Any happiness gained from being dependent on anything outside of yourself (a person, a situation, a thing) MUST be underpinned with fear, the fear of losing it or it changing or being taken from you. If you believe that something outside you makes you happy then you must also believe that losing it will make you miserable. This is not TRUE peace of mind, but a temporary, illusionary happiness where your underlying fear of loss, lack or loneliness is momentarily covered over by your focus on the external object. This focus is thus accompanied by the need to constantly control and possess the object, to ensure that it is not lost, to avoid the experience of loss, separation and rejection. This is the root of all jealousy and insecurity. The belief that without the 'other' the self alone is invalid. This is a relationship based in fear, not love. In need, not fullness.

This is why most relationships end in conflict. People don't like being controlled. No-one wants to be responsible for someone else's happiness. It's a HUGE and impossible burden to place on someone else and is an abdication of your own power of self-determination. It's a betrayal and a rejection of the intrinsic validity of the self. 
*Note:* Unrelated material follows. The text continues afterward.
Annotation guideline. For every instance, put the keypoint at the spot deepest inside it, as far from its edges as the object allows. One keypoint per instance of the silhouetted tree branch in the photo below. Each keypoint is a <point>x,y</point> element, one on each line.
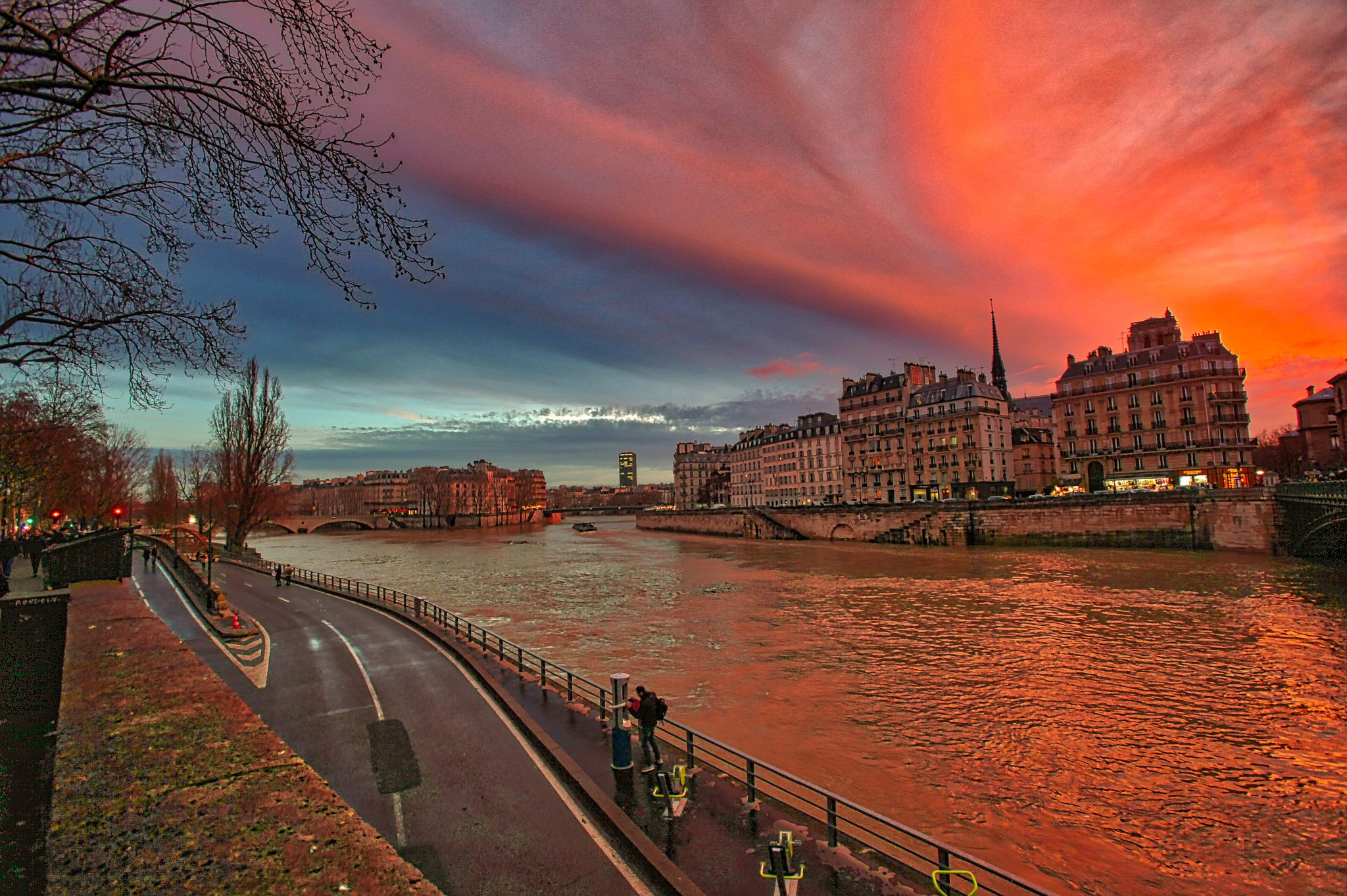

Your unwillingness to love yourself expresses your profound belief that you are not worthy of love. Even if someone else loves you unconditionally if you don't love yourself you cannot believe they love you because there's no space within you to receive that kind of love, you don't believe it's possible. And so you will seek for and find justifications for feeling unloved, for them not meeting your needs as you have set them up (nobody can 'check' all of our boxes all of the time), proof that they do not love you or love you enough. Think about what you are 'giving' in this relationship. You do not value yourself enough to truly love yourself unconditionally and so seek another outside yourself of 'greater' value to substitute or make up for for the apparent lack you see within. Is it really a fair exchange to give something you value so little (yourself) to gain something you value so much (the other)? In this situation you do not even value the other unconditionally but only for what you can take from them, for the perceived value they add to your own diminished self-concept. This is why so many relationships break down, you were never really loving, giving to each other but simply trying to 'get' from each other. What seemed like love quickly fades into hate once one stops upholding his end of the bargain. Is it really loving someone to enter into such an unbalanced, unfair bargain and aren't they really also doing the same thing to you? Are either of you truly giving anything then at all? 
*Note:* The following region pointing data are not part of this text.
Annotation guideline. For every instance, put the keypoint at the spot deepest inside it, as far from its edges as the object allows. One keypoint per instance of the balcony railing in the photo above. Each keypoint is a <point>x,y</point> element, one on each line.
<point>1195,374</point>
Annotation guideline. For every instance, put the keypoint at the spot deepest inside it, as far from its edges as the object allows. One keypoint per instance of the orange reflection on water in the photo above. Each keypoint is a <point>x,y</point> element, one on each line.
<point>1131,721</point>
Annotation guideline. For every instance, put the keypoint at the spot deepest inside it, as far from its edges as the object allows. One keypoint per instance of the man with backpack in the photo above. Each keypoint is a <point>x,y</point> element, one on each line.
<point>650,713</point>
To truly give is to know that that which you depend upon cannot be lost. In this world the only thing that cannot be lost or taken from you is your own love for yourself, your acceptance of your own worth. This is the ONLY foundation upon which a lasting joy and peace of mind can be built. Everything external is temporary, transitory. That's the nature of this world. People come and go, either by choice or simply the process of life. Without an inner core of self love you are buffeted about, up or down depending on where the fickle currents of life lead, falling from one love bargain to the next, seeking but never finding the permanence you crave.
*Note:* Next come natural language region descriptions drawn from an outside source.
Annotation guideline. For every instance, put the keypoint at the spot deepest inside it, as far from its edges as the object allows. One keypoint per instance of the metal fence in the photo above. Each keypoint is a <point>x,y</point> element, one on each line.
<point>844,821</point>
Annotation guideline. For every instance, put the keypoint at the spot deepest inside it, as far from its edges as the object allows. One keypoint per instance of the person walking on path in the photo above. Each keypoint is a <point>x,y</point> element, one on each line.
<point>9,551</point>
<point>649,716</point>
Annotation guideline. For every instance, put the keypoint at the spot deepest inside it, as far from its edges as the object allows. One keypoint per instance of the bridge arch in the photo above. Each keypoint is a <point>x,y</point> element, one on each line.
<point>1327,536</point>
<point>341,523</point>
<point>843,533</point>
When you are truly willing to love yourself you are not seeking another to GIVE you love because you've already filled yourself with self-love and so feel no lack, and so you are free to simply unconditionally SHARE that love with another (with everyone) without the need to control, possess or make demands of them. What need is there to 'take' from another when you have already met your ONLY true need yourself? This is TRULY loving someone. This is loving yourself. Do not feel that it is wrong to enter into relationships based in fear, we all do at the beginning because we do not see that we are afraid, we don't see ourselves clearly. It's not wrong, but understand that it's also not what you really want. Looking with honest, open eyes at their relationships and the self-concept they uphold, who would choose a pale imitation of love when the infinite, lasting ocean of authentic self-love awaits only their choice?